I put "sending" in quotes, because the agents on about 20 domain controllers are all still running.  At first boot up, all of the  Windows domain controllers suddenly begin sending events to SEM again, and all seems well.

However, every few days, I notice that the "node health" pane on the dashboard shows that the "Last event" for ALL windows devices starts increasing from "a few seconds ago" up to minutes, then hours, then days.  As soon as I log into the console and reboot the appliance, they all begin functioning again, immediately.

I've been fighting this for months with preventative reboots.  Currently on version 2023.2 of SEM, but this has been a problem on every version since 2022.2 (our initial deployment).  Cisco devices do not have this problem.

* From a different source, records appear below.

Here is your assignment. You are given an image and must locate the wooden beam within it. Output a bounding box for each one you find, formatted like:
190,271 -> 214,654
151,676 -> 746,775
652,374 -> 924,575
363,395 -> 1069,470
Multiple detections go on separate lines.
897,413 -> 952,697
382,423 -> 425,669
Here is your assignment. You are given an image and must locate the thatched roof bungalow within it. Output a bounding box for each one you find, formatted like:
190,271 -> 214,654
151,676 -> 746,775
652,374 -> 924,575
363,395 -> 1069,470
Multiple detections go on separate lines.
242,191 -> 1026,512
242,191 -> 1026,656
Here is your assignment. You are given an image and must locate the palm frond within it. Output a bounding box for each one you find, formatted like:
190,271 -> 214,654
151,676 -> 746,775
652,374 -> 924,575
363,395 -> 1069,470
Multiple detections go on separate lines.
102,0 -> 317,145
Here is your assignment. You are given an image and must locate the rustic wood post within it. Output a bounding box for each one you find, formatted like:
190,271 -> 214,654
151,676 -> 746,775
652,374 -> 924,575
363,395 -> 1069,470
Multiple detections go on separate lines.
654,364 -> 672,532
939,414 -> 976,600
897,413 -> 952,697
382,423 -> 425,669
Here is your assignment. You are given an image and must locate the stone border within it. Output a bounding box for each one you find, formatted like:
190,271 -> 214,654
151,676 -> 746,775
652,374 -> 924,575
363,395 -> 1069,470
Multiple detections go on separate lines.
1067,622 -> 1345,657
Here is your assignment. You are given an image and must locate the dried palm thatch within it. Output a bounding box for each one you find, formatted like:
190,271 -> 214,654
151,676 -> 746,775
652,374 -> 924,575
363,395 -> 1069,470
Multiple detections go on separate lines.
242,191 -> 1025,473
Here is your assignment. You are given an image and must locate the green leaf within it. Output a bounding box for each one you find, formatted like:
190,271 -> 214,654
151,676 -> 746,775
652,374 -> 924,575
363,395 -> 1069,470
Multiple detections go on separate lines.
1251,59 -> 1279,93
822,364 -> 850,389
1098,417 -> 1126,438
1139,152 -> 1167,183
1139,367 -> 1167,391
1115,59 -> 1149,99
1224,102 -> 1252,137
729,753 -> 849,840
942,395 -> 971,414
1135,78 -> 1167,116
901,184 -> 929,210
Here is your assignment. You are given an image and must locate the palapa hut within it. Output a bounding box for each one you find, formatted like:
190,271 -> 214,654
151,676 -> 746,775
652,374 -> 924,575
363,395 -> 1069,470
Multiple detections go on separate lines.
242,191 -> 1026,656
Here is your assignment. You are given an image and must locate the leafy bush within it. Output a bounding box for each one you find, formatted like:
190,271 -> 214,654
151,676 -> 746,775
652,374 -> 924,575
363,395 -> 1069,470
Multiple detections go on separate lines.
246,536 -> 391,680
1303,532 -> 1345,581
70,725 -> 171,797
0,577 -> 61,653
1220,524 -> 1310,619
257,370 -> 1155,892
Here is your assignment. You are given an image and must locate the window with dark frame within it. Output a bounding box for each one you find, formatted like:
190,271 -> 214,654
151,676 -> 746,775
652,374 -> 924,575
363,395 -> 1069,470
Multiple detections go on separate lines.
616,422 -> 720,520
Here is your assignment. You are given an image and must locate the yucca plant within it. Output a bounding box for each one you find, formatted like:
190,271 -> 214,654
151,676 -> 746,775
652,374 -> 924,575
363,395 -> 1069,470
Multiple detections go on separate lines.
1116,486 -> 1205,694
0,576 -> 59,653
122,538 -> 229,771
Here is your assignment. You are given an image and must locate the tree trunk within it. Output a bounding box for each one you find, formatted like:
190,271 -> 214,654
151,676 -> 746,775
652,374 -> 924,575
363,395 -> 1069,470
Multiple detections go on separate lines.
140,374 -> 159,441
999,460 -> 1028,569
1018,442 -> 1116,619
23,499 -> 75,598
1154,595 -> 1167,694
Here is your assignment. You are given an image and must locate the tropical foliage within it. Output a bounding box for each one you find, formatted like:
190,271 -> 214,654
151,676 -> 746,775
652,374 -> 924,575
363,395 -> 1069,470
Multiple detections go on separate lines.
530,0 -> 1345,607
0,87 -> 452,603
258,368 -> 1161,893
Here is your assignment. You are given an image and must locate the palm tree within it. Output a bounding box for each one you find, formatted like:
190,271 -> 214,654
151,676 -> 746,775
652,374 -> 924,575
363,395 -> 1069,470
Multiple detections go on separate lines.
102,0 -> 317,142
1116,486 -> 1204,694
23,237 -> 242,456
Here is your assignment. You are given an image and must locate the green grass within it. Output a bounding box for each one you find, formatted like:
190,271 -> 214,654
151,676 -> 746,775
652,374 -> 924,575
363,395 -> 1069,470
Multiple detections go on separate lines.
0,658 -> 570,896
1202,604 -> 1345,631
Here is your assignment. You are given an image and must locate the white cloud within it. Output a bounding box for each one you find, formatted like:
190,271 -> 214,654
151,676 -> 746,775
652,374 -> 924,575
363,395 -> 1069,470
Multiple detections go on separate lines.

It appears that SEM may be closing the agent communication port off, perhaps due to memory use?  Although, our appliance has a large amount of resources available (8GB memory, 2TB of storage) and they are still at less than 50% use.  We average about 400 events-per-second with 30 nodes: 10 Cisco/ 20 Windows.

Any insights or similar experiences?

npatterson · Answer

I had a support issue for a while that did not resolve I finally found a solution that worked.

First I upgraded to 2023.2.1 does fixed the issues I also archived backups after 6 months using the SSH logmarchive (only one time then turned it off)

This purged some old records now seems the issue is resolved now.  For reference only the non-agent work and the agent stopped communication with me and found the appliance upgrade to solve the agent communication issue.

aannavar · Answer

Did you work with support on this? If not I would suggest working with them and they can escalate to engineering team appropriately.